Zack Snyder's recent film, 300, is indisputably one of the most visually-stunning, historically inaccurate action movies of all time. What does seem to be in dispute is the prevalence of thinly-veiled modern political undertones. While many are eager to dismiss such allegations as hypersensitive liberal wrangling, upon closer examination they do carry a disturbing degree of merit.

The first sign of the film's political bent came to me in the form of a single statement that jarred me from my eye-candy-induced hypnosis. Hoping to garner support in the Senate to deploy more troops to combat the Persian invaders, Queen Gorgo (Lena Headey) uttered the glaringly political phrase, "Freedom isn't free at all. It comes at the highest cost. The cost of blood." I was stunned.
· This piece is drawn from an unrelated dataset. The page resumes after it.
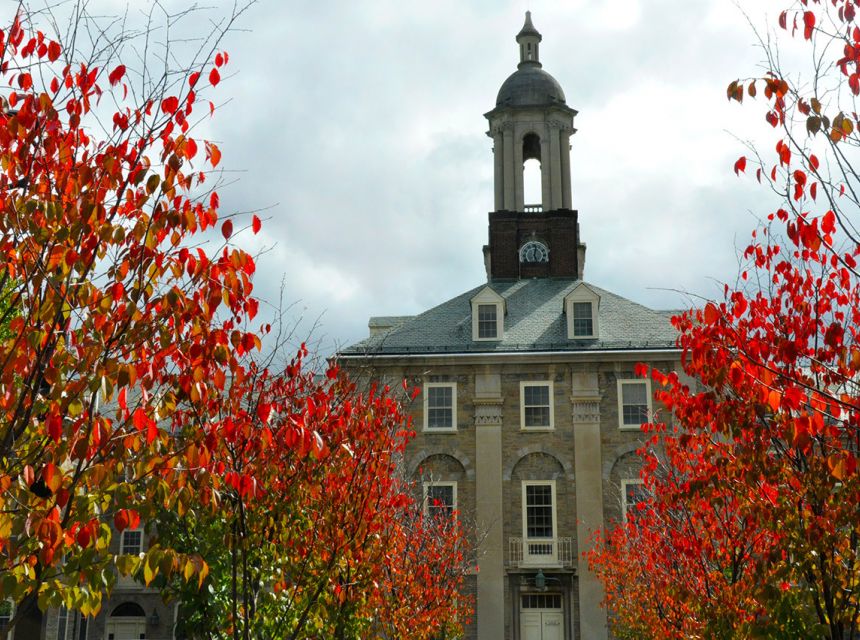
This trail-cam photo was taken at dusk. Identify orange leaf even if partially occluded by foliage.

While the line is not incongruous, contextually, the use of such a contemporary, politically-charged maxim speaks volumes about the film's political tint.

Once awake to the conservative pseudo-politics underpinning the film, I finally began to observe the glaring similarities between 300 and the modern sociopolitical climate. Considering the film's release on the heels of President Bush's recent plan to send more than 20,000 additional U.S. troops to Iraq, the similarities become still more blatant. The central narrative of 300, in essence, chronicles the effort by an enlightened few to garner adequate support for committing Sparta fully to the war against the Persians. The Spartan Senate, in its reluctance to commit more resources and soldiers to the cause, is painted as weak and unpatriotic. This is especially notable in the scene in which Queen Gorgo speaks before the Senate. In a rousing stand as the lone voice of reason before the misguided majority, she begs them to "send the army for freedom. Send it for justice."
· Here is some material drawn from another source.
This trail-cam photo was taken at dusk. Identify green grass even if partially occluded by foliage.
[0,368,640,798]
Considering that the Spartan society relied upon slaves to perform most of its manual labor, and mandated active military service for men until the age of 30 and reserve status until 60, it is doubtful that values such as "freedom" and "liberty" would be bandied about with such zest.

It has already been widely established that 300 isn't historically accurate; it doesn't claim to be. However, when the film's rhetoric so obviously defies reality, it becomes apparent that it is included for ulterior motives. Aside from being ham-fisted, the use of such grand, sweeping (and inherently meaningless) terms again hearkens back the modern Persian conflict, jarring the alert viewer out of the film's narrative and into the realm of pro-war dogmatism. Here, dissenting politics are portrayed as ignominious, a web of red tape, contrasting with the king and queen's patriotic cowboy politics and the will to "git-'r-done," regardless of the cost.

The scene in which King Leonidas sends out with his 300 soldiers summarizes the film's modern pro-war agenda. In the scene, several members of the Senate, including the corrupt Senator Theron (Dominic West), walk out to confront the king. Realizing that he intends to disregard the authority of the Senate, they ask "What should we do?" Theron seconds the query, ironically asking Leonidas, "What can we do?" Leonidas sardonically replies, in a line that evoked laughs at all three of my viewings, "What can you do?"

In the film, such a flippant disregard for the voice of the majority may be funny, even noble. However, in a modern setting, this scene is all too familiar as our own administration continually escalates America's commitment in the war in Iraq, while the majority of American citizens are simply left to wonder, "What can we do?"